USA: Polizei verhaftet Flüchtling, der beim IS kämpfte
US-Polizei verhaftet Flüchtling, der beim IS kämpfte (Symbolbild)
Die US-Polizei hat einen 45-jährigen Iraker in Kalifornien verhaftet. Er wird beschuldigt, im Irak für die Terrormiliz Islamischer Staat gekämpft und einen Polizisten getötet zu haben, bevor er im Rahmen eines Umsiedlungsprogramms in die USA eingereist war. Den Behörden zufolge habe Ameen seine Mitgliedschaft in zwei Terrorgruppen nicht bekanntgegeben, als er die Green Card beantragte. Dieser Vorfall hat Zweifel an der Wirksamkeit des US-Umsiedlungsprogramms aufkommen lassen.

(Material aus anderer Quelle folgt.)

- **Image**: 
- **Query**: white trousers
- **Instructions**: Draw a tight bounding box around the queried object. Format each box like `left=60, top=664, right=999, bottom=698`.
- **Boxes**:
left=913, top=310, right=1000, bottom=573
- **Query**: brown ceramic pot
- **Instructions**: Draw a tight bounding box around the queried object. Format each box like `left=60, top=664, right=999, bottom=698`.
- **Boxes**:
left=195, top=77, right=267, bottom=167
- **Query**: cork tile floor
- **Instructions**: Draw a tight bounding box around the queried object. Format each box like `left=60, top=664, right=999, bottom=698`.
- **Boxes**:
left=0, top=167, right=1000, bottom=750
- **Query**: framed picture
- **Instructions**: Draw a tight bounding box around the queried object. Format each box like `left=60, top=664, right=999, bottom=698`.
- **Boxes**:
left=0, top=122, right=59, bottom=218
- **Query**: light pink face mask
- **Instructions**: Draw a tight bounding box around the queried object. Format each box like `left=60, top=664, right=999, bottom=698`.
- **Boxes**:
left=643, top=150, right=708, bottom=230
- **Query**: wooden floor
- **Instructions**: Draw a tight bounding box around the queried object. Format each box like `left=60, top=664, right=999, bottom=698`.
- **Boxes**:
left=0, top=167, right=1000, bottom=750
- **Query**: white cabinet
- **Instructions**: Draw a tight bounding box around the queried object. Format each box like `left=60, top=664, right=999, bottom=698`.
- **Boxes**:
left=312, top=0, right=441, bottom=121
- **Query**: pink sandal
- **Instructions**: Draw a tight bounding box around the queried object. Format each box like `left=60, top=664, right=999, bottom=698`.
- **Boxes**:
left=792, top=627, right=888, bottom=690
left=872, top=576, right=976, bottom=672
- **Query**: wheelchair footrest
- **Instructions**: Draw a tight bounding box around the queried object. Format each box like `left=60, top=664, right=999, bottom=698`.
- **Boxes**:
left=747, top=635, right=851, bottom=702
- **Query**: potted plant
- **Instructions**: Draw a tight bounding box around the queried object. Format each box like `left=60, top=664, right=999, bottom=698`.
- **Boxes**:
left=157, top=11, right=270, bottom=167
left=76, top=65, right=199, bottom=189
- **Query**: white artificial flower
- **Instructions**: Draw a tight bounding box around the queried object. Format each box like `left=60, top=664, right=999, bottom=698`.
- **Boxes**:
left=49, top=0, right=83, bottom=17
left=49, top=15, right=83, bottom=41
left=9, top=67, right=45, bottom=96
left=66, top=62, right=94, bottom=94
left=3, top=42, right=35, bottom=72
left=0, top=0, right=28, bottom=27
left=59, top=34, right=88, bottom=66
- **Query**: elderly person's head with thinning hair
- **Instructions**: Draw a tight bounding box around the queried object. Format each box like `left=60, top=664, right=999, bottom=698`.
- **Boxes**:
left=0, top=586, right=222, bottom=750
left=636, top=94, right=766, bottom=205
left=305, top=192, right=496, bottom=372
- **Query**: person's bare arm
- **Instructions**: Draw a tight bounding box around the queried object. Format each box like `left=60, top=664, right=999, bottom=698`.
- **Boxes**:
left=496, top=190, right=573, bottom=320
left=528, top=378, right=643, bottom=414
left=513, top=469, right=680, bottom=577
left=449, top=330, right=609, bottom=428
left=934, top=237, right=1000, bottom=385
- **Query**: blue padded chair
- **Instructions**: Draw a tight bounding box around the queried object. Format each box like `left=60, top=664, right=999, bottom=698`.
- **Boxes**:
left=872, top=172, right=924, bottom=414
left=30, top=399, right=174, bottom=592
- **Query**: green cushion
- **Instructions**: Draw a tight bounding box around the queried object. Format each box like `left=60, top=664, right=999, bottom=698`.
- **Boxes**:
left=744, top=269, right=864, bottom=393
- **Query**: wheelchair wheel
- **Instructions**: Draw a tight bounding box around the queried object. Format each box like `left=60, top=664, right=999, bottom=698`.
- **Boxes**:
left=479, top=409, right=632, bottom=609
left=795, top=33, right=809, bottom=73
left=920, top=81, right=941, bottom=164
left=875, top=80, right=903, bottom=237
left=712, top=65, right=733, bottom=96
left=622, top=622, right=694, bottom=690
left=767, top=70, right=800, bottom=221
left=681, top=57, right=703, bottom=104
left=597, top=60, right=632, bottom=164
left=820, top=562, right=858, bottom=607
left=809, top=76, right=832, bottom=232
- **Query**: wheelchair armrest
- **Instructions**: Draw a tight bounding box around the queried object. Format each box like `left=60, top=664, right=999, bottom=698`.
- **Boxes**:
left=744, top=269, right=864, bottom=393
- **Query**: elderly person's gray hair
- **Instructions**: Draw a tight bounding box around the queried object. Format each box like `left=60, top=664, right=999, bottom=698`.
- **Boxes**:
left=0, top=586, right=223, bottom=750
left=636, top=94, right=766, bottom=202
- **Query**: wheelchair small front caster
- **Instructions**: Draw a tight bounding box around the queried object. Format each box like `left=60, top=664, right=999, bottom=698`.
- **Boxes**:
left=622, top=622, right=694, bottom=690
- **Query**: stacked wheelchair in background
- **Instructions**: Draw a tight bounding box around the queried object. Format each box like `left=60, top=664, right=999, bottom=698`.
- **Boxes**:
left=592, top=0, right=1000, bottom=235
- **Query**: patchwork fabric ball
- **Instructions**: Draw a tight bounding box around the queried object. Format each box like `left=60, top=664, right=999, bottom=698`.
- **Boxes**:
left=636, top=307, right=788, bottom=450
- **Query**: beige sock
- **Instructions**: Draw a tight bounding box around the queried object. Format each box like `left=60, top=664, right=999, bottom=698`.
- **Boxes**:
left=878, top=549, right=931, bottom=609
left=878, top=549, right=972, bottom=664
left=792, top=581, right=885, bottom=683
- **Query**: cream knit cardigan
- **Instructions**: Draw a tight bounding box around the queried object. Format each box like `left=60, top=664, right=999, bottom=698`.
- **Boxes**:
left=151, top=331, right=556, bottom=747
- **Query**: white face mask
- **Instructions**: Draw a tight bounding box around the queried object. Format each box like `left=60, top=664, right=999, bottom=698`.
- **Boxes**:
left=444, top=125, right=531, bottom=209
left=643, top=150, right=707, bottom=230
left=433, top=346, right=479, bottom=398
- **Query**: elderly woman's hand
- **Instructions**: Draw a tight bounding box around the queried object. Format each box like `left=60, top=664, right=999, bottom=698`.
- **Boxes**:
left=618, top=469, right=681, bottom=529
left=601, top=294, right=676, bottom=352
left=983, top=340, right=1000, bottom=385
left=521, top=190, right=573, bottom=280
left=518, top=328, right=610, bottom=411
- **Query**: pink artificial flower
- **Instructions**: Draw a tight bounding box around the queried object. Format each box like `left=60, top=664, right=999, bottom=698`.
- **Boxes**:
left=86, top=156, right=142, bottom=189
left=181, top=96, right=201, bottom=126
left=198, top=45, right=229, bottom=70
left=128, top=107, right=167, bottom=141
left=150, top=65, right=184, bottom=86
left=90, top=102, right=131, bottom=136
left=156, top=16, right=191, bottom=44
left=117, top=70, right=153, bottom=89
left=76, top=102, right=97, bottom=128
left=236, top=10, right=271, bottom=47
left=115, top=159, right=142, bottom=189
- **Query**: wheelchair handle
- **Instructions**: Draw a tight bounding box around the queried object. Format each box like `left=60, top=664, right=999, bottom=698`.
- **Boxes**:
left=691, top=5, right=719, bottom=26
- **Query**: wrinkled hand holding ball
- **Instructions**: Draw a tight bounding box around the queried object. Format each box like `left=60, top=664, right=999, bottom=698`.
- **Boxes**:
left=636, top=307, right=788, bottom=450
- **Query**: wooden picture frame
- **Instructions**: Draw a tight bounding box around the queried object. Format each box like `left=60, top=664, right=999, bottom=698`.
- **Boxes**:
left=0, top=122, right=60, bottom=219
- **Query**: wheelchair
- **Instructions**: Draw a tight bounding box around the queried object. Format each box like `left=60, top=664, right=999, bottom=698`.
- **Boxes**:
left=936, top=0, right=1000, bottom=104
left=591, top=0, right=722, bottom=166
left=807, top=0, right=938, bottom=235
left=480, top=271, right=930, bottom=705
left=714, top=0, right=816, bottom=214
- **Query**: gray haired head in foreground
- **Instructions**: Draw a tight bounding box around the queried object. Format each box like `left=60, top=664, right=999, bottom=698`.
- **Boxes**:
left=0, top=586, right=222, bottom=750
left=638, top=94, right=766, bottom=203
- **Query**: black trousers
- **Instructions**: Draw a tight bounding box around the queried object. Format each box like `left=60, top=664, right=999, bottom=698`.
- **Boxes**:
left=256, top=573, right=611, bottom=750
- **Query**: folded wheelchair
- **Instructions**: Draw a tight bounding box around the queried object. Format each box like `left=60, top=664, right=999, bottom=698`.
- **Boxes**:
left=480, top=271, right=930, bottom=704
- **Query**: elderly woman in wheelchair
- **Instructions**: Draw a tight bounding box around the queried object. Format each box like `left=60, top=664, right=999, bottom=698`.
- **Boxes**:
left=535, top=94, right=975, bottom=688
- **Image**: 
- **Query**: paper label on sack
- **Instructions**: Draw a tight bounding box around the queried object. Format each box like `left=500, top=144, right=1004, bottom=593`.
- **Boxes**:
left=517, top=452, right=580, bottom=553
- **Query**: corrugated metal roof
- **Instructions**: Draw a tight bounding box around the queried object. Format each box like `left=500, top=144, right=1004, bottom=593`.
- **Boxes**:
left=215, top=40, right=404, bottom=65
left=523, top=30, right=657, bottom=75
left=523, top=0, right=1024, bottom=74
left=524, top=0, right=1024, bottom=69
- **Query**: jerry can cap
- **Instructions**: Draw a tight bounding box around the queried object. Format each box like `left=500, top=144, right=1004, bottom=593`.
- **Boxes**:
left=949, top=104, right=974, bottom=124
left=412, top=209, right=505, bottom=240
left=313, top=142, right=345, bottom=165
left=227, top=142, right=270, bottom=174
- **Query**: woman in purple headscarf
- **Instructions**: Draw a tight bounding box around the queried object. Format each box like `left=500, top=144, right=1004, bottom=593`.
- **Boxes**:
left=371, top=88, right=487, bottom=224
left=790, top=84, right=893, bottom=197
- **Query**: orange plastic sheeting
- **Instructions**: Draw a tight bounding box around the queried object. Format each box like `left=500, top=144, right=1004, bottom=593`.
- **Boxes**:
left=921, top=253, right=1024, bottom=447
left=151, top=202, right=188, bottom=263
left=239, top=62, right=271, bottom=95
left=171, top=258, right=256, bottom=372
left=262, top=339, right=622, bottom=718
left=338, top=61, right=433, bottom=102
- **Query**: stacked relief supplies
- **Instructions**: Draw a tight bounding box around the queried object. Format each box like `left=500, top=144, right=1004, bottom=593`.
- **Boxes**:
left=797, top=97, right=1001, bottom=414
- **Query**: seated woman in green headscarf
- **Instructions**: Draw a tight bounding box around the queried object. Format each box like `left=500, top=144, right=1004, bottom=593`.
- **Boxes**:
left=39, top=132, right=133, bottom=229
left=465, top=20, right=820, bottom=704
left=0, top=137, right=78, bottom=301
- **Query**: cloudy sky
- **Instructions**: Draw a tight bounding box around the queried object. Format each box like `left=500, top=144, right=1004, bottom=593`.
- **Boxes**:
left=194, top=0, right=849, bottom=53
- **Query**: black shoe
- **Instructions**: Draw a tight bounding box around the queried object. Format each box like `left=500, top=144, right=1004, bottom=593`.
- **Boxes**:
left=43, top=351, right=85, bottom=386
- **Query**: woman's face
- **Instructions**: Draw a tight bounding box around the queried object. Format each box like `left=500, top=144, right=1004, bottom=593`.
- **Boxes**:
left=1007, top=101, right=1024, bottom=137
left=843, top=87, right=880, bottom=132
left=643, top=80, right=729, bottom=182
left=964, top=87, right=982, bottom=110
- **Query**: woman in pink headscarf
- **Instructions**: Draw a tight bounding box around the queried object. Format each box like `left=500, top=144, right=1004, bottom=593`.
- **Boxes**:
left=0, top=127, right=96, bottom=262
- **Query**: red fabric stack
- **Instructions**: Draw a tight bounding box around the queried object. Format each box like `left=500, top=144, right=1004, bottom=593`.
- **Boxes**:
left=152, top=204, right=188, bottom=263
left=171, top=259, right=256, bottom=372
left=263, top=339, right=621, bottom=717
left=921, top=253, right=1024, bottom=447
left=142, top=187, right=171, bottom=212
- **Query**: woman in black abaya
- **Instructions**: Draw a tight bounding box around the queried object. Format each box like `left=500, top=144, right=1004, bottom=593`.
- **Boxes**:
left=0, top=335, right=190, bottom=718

Omar Abdulsattar Ameen verließ den Irak im Jahr 2012 und floh in die Türkei. Laut Dokumenten, die dem US-Gericht vorliegen, bewarb er sich dort um den Status eines Flüchtlings in den USA. Im Jahr 2014 bekam er diesen, danach soll er in den Irak zurückgekehrt und dort einen Polizisten erschossen haben. Fünf Monate später reiste Ameen als Flüchtling in die USA ein. Seit 2016 war er wegen des Verdachts auf Visa-Betrug auf der Beobachtungsliste des FBI. Im Mai dieses Jahres wurde er auf der Grundlage eines vorliegenden Haftbefehls, der im Irak ausgestellt wurde, vom Gemeinsamen Terrorismusabwehrzentrum der FBI verhaftet. Der Iraker wartet auf sein Urteil im Gericht des Sacramento County in Kalifornien.